On October 11, 2023, Cranfill Sumner LLP held our annual Legal Summit, a virtual event featuring insightful presentations by our attorneys that focused on the latest legal developments in North Carolina. Presentations covered hot topics in risk management, business law, regulatory updates, employment law, education law, workers’ compensation, and more. Below is a question Roy Pettigrew fielded from an attendee after his presentation “Anatomy of a 97-10.2(j) Hearing”.

Question: In a situation where a workers’ compensation carrier and the Plaintiff’s attorney have an agreement as to the prosecution of the third-party claim, do they have to divulge what the agreement is to the third-party liability carrier, especially where the workers’ compensation carrier has never asserted a lien or given notice to the third-party liability carrier? And, how can the Plaintiff and the workers’ compensation carrier get the benefit of the full amounts paid under the Workers’ Compensation Act, where there is no notice of the “lien”?

Answer: If the workers’ compensation carrier paid workers’ compensation benefits on account of injury caused by the third party, there is an automatic lien conferred by statute (N.C. Gen. Stat. § 97-10.2). There is no notice requirement whatsoever. Depending on the date of loss, that generally dictates who can prosecute the third-party defendant/liability carrier in “their” name, be it the workers’ compensation “employer” (discouraged by the statute), or the Plaintiff (which is preferred as the injured worker is the real party in interest). 

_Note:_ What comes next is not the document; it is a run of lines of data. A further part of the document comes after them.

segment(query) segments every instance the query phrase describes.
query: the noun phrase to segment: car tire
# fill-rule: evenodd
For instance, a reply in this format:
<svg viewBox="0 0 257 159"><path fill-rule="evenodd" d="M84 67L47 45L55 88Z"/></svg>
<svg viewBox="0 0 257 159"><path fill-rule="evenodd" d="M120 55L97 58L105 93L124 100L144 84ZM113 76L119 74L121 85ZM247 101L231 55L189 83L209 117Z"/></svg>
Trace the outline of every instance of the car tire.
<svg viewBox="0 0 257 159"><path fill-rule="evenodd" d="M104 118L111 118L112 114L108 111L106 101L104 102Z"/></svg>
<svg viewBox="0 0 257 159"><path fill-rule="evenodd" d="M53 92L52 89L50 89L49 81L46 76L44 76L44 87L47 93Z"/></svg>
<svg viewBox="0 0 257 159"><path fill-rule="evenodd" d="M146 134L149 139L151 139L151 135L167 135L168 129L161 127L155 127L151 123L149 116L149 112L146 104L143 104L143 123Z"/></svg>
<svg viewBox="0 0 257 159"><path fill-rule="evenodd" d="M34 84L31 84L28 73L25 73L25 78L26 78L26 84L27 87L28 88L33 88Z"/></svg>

So, if I am representing the workers’ compensation carrier, I first have to inquire or determine whether the Plaintiff (i.e. injured worker) will cooperate in the suit, by being the named “party plaintiff.”  This is required by Section 97-10.2.  So, it is not uncommon for me, if representing the workers’ compensation carrier (and the Plaintiff), to have the workers’ compensation carrier and the Plaintiff enter into a “Joint Prosecution Agreement,” which would allow one attorney to represent both entities simultaneously.

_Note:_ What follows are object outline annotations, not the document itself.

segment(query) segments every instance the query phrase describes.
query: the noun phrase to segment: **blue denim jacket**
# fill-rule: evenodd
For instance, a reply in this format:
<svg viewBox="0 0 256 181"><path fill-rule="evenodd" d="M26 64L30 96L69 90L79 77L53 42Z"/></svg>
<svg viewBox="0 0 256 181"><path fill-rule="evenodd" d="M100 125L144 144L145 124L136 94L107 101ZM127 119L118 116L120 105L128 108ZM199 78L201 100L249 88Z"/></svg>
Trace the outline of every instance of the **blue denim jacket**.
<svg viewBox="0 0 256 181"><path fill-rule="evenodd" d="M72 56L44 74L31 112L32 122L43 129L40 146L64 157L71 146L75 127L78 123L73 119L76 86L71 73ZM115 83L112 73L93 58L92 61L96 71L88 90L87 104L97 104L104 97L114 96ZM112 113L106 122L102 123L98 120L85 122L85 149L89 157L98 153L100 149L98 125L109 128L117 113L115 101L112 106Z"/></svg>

Absent a “Joint Prosecution Agreement,” there could be a “conflict of interest,” unless the workers’ compensation carrier and the Plaintiff come to an arrangement beforehand as to how any third-party recovery from the liability carrier is to be divided.  In other words, that is the whole reason for the “Joint Prosecution Agreement.” If they come to that agreement, then one attorney can represent both, as the Joint Prosecution Agreement resolves the conflict of interest.

As for discoverability of the “Joint Prosecution Agreement,” I will not voluntarily disclose it in my cases.  But, I could see situations where – certainly if the case goes to trial – there is a charge conference on jury instructions, how it may be relevant.  Perhaps certain other circumstances too. Whether you, as a third-party liability carrier could get your hands on it, would probably depend on the Judge, how discovery unfolds, etc.

DISCLAIMER: Because of the generality of this update, the information provided herein may not be applicable in all situations and should not be acted upon without specific legal advice based on particular situations.